During the hearing, the court directed CBI prosecutor, who sought more time for advancing his arguments as he was not prepared today, to begin his arguments on the next date of hearing on March 20, failing which the judge said she would pass the order in the case on the basis of available evidence.

“If the arguments are not advanced by CBI on March 20, the next date of hearing, the order will be passed on the basis of material available on record,” Additional Sessions Judge Anuradha Shukla Bhardwaj said.

The court was hearing final arguments on the protest petition filed by riot victim Lakhwinder Kaur, whose husband Badal Singh was killed in the genocide, challenging the CBI’s closure report and clean chit to Tytler in the case.

The case was fixed for today for CBI’s arguments as on the last date of hearing the prosecutor was not available while senior advocate H S Phoolka and advocate Kamna Vohra, appearing for the victims, had concluded their arguments.

CBI prosecutor Sanjay Kumar said he has been handed over the charge of the case file recently so was not fully prepared to argue.

The judge asked the prosecutor what was the problem and why he cannot argue when the CBI officials were told earlier also that the case has been fixed for their submissions.

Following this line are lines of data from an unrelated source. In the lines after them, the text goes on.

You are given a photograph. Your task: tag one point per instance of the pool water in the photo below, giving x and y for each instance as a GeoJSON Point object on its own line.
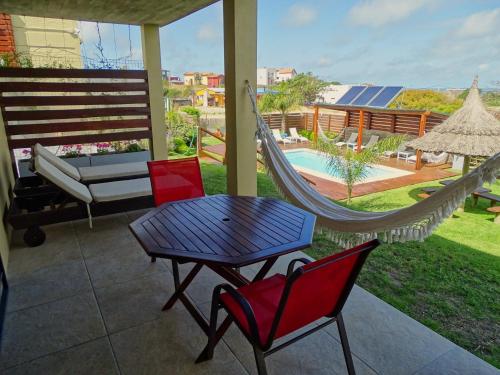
{"type": "Point", "coordinates": [309, 161]}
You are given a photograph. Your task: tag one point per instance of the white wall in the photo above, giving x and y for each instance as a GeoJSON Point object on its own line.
{"type": "Point", "coordinates": [332, 93]}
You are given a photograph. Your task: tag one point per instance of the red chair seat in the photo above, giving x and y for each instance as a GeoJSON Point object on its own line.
{"type": "Point", "coordinates": [264, 297]}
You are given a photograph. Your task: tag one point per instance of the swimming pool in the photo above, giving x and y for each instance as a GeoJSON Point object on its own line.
{"type": "Point", "coordinates": [311, 162]}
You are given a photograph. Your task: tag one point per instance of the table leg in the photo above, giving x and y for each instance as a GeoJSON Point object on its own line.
{"type": "Point", "coordinates": [207, 352]}
{"type": "Point", "coordinates": [181, 287]}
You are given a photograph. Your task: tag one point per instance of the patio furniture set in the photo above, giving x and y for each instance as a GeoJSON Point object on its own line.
{"type": "Point", "coordinates": [222, 233]}
{"type": "Point", "coordinates": [225, 233]}
{"type": "Point", "coordinates": [294, 137]}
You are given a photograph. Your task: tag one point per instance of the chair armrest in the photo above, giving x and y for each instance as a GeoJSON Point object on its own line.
{"type": "Point", "coordinates": [291, 265]}
{"type": "Point", "coordinates": [240, 300]}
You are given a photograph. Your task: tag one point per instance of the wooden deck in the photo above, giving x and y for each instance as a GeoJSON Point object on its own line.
{"type": "Point", "coordinates": [337, 190]}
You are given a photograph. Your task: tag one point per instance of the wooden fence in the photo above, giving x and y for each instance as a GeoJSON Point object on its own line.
{"type": "Point", "coordinates": [73, 106]}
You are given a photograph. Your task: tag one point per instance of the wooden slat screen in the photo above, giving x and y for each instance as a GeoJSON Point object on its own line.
{"type": "Point", "coordinates": [400, 123]}
{"type": "Point", "coordinates": [46, 105]}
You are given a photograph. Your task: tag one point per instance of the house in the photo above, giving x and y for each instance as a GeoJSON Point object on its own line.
{"type": "Point", "coordinates": [284, 74]}
{"type": "Point", "coordinates": [216, 80]}
{"type": "Point", "coordinates": [266, 76]}
{"type": "Point", "coordinates": [332, 93]}
{"type": "Point", "coordinates": [210, 97]}
{"type": "Point", "coordinates": [38, 41]}
{"type": "Point", "coordinates": [191, 78]}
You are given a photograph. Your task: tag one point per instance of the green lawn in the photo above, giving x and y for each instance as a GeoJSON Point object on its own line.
{"type": "Point", "coordinates": [449, 282]}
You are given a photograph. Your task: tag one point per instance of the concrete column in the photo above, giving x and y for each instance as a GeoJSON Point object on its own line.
{"type": "Point", "coordinates": [152, 62]}
{"type": "Point", "coordinates": [240, 61]}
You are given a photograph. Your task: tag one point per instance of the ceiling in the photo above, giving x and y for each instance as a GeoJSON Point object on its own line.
{"type": "Point", "coordinates": [134, 12]}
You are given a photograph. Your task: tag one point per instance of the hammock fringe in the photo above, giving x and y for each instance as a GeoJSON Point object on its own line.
{"type": "Point", "coordinates": [347, 227]}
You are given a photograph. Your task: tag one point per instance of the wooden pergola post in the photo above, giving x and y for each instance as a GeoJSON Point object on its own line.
{"type": "Point", "coordinates": [360, 130]}
{"type": "Point", "coordinates": [315, 124]}
{"type": "Point", "coordinates": [240, 65]}
{"type": "Point", "coordinates": [152, 63]}
{"type": "Point", "coordinates": [421, 132]}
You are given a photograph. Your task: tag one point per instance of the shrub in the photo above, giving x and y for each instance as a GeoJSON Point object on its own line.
{"type": "Point", "coordinates": [306, 133]}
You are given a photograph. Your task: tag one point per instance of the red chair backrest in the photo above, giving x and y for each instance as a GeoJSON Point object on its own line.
{"type": "Point", "coordinates": [173, 180]}
{"type": "Point", "coordinates": [320, 288]}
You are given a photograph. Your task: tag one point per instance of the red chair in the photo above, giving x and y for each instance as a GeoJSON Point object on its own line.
{"type": "Point", "coordinates": [279, 305]}
{"type": "Point", "coordinates": [174, 180]}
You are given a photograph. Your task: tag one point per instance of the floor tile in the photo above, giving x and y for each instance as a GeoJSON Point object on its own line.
{"type": "Point", "coordinates": [458, 362]}
{"type": "Point", "coordinates": [107, 237]}
{"type": "Point", "coordinates": [388, 340]}
{"type": "Point", "coordinates": [51, 327]}
{"type": "Point", "coordinates": [94, 357]}
{"type": "Point", "coordinates": [170, 345]}
{"type": "Point", "coordinates": [109, 269]}
{"type": "Point", "coordinates": [59, 247]}
{"type": "Point", "coordinates": [128, 304]}
{"type": "Point", "coordinates": [48, 284]}
{"type": "Point", "coordinates": [317, 354]}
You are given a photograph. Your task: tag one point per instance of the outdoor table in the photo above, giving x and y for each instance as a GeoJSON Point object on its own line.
{"type": "Point", "coordinates": [222, 233]}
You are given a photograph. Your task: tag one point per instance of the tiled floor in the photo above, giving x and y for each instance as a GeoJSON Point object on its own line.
{"type": "Point", "coordinates": [89, 302]}
{"type": "Point", "coordinates": [337, 190]}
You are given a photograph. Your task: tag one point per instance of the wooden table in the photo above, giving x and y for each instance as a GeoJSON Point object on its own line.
{"type": "Point", "coordinates": [223, 233]}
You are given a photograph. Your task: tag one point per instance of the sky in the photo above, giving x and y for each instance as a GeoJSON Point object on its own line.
{"type": "Point", "coordinates": [413, 43]}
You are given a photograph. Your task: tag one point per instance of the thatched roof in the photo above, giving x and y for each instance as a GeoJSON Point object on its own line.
{"type": "Point", "coordinates": [471, 131]}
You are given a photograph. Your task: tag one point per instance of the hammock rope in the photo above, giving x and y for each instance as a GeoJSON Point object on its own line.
{"type": "Point", "coordinates": [348, 227]}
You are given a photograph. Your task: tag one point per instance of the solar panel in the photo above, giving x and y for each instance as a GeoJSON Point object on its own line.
{"type": "Point", "coordinates": [350, 95]}
{"type": "Point", "coordinates": [367, 95]}
{"type": "Point", "coordinates": [386, 96]}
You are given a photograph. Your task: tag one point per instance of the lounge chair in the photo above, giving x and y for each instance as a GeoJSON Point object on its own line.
{"type": "Point", "coordinates": [438, 159]}
{"type": "Point", "coordinates": [430, 158]}
{"type": "Point", "coordinates": [99, 173]}
{"type": "Point", "coordinates": [294, 136]}
{"type": "Point", "coordinates": [408, 156]}
{"type": "Point", "coordinates": [390, 154]}
{"type": "Point", "coordinates": [351, 139]}
{"type": "Point", "coordinates": [94, 193]}
{"type": "Point", "coordinates": [371, 142]}
{"type": "Point", "coordinates": [279, 138]}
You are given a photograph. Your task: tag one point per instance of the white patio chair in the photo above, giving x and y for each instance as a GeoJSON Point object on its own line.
{"type": "Point", "coordinates": [351, 139]}
{"type": "Point", "coordinates": [93, 174]}
{"type": "Point", "coordinates": [294, 135]}
{"type": "Point", "coordinates": [279, 138]}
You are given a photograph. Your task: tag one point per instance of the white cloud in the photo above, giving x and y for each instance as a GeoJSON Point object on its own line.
{"type": "Point", "coordinates": [299, 15]}
{"type": "Point", "coordinates": [377, 13]}
{"type": "Point", "coordinates": [480, 24]}
{"type": "Point", "coordinates": [324, 62]}
{"type": "Point", "coordinates": [207, 33]}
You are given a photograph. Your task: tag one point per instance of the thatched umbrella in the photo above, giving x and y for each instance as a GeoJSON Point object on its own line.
{"type": "Point", "coordinates": [470, 131]}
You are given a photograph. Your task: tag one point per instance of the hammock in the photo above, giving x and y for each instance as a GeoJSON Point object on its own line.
{"type": "Point", "coordinates": [348, 227]}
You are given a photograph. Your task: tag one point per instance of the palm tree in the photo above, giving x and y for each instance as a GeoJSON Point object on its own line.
{"type": "Point", "coordinates": [281, 101]}
{"type": "Point", "coordinates": [353, 167]}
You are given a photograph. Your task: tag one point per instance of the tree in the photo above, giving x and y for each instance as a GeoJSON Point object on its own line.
{"type": "Point", "coordinates": [281, 101]}
{"type": "Point", "coordinates": [305, 85]}
{"type": "Point", "coordinates": [353, 167]}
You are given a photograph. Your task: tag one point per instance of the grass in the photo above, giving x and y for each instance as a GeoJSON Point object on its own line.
{"type": "Point", "coordinates": [449, 282]}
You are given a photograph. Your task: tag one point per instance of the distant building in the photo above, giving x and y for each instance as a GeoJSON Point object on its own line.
{"type": "Point", "coordinates": [175, 80]}
{"type": "Point", "coordinates": [209, 79]}
{"type": "Point", "coordinates": [216, 80]}
{"type": "Point", "coordinates": [210, 97]}
{"type": "Point", "coordinates": [192, 78]}
{"type": "Point", "coordinates": [266, 76]}
{"type": "Point", "coordinates": [41, 41]}
{"type": "Point", "coordinates": [332, 93]}
{"type": "Point", "coordinates": [285, 74]}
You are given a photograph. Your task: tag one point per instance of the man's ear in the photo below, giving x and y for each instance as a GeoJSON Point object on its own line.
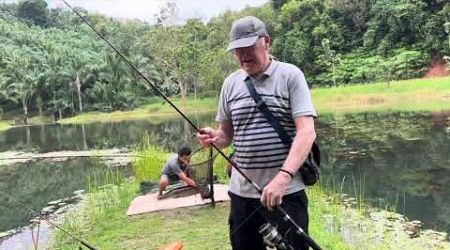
{"type": "Point", "coordinates": [266, 42]}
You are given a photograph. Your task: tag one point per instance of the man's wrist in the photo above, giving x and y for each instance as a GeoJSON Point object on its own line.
{"type": "Point", "coordinates": [287, 173]}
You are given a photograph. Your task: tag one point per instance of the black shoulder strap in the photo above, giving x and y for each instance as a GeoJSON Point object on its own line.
{"type": "Point", "coordinates": [261, 105]}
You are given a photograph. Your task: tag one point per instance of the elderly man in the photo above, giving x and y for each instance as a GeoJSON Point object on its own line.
{"type": "Point", "coordinates": [259, 151]}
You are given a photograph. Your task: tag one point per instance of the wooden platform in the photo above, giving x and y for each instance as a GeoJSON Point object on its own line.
{"type": "Point", "coordinates": [149, 202]}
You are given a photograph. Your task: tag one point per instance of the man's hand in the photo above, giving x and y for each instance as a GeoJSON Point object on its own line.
{"type": "Point", "coordinates": [220, 137]}
{"type": "Point", "coordinates": [273, 193]}
{"type": "Point", "coordinates": [206, 137]}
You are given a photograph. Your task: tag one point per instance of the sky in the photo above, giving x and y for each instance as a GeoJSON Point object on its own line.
{"type": "Point", "coordinates": [145, 9]}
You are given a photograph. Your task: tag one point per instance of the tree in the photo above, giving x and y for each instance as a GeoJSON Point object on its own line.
{"type": "Point", "coordinates": [34, 11]}
{"type": "Point", "coordinates": [394, 24]}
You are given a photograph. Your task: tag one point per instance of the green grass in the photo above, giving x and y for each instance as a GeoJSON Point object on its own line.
{"type": "Point", "coordinates": [410, 95]}
{"type": "Point", "coordinates": [431, 94]}
{"type": "Point", "coordinates": [4, 125]}
{"type": "Point", "coordinates": [102, 219]}
{"type": "Point", "coordinates": [103, 223]}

“Give me one final date when you can argue. If you do not argue on the next date, I will pass the order,” the judge said.

The CBI’s move of not arguing today was strongly opposed by the victims.

Earlier, the victims’ counsel had told the court that CBI should examine Bollywood star Amitabh Bachchan and a former Delhi Police officer as witnesses as they were also seen in a CD, placed on record by the agency, standing near the body of then Prime Minister Indira Gandhi at Teen Murti Bhavan where Tytler was also present.

The counsel had also sought further investigation in the matter to ascertain Tytler’s role in the killing of three persons in the massacre.

The CBI had given a clean chit to Tytler on April 2, 2009 claiming lack of evidence against him in the case pertaining to the murder of three persons on November 1, 1984, in wake of the assassination of Indira Gandhi.

Tytler’s alleged role in the case relating to killings of three persons in the riots, Badal Singh, Thakur Singh and Gurcharan Singh, near Gurudwara Pulbangash in North Delhi was re-investigated by CBI after a court had in December 2007 refused to accept its closure report.

On April 27, 2010, a magistrate had accepted CBI’s closure report in the case against Tytler, saying there was no evidence to put him on trial.

The court had allowed CBI’s arguments that Tytler was present at late Indira Gandhi’s residence at Teen Murti Bhavan and was not at the scene of crime, saying its contentions were justified by material, including some visual tapes and versions of some independent witnesses.

Witness Jasbir (now residing in California), in an affidavit, had claimed before the Nanavati Commission that he had heard Tytler on November 3, 1984, rebuking his men for the “nominal killings” carried out in the Sikh genocide.

The court rejected Jasbir’s version, saying he had deposed for something which took place on November 3 while the case related to an incident of November 1, 1984.